Technical information
- Licensing authority: FCC
- Facility ID: 58845
- Class: A
- ERP: 1,500 watts
- HAAT: 144 meters (472 ft)

Links
- Public license information: Public file; LMS;
- Webcast: Listen live
- Website: www.ksjs.org

= KSJS =

Radio station at San Jose State University

KSJS (90.5 MHz) is a college radio station that broadcasts 24 hours a day from the campus of San Jose State University in San Jose, California, United States. The brainchild of Professor Clarence Flick, it went on the air on February 11, 1963, with only 85 watts of power. The studio is located in Hugh Gillis Hall, easily accessible to RTVF majors. Originally, its transmitting antenna was installed atop the Walquist Library Building on campus, but broadcasting range was adversely affected due to the nearby Bank of America Building's superior height. Today, however, its transmitter atop Coyote Peak broadcasts 1,500 watts, allowing the station to be heard by the entire Santa Clara Valley and much of the San Francisco Peninsula. Currently, the station features five musical formats: urban, electronic, alternative rock, rock en Español, and jazz. In addition, KSJS has student-produced broadcasts of San Jose State Spartans sports teams, including football, basketball, and baseball.

==History==
KSJS carried regular news programs produced by San Jose State's Radio-Television News Center, which had been started by Professor Gordon Greb in 1957. The programs in the 1960s included a world and national news program, broadcast shortly after the daily sign-on, and "Spectrum," a college news program with emphasis on San Jose State news.

In 1958, San Jose State created closed-circuit radio station KOED.

From the 1970s through the early 1980s, KSJS was heavily formatted, with students learning to "talk up" records, play public service announcements at appropriate times and even "backtime" songs to a top-of-the-hour newscast.
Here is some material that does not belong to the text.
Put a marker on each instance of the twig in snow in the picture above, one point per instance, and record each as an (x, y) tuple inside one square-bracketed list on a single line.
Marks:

In recent years, the station has taken on more of a free-form approach. KSJS has been named "Station of the Year" twice by the National Association of College Broadcasters.

==Notable staff==
- Pat Hughes, sports announcer and reporter for KSJS in the mid-1970s and 1978 San Jose State graduate, later became play-by-play radio announcer for the Milwaukee Brewers (1984–1995) and Chicago Cubs (1996–present).
- Tony Kovaleski, sports director for KSJS around 1981–82, later became a TV news investigative reporter with KMGH in Denver (2001–2011, 2015–present) and KNTV in San Jose (2012–2015).
- Dennis Terry, host of Friday Flashbacks since 1976, is a 2021 inductee into Bay Area Radio Hall of Fame.
- Henry Wofford was news director and sports announcer at KSJS and later worked for KLIV and NBC Sports Bay Area.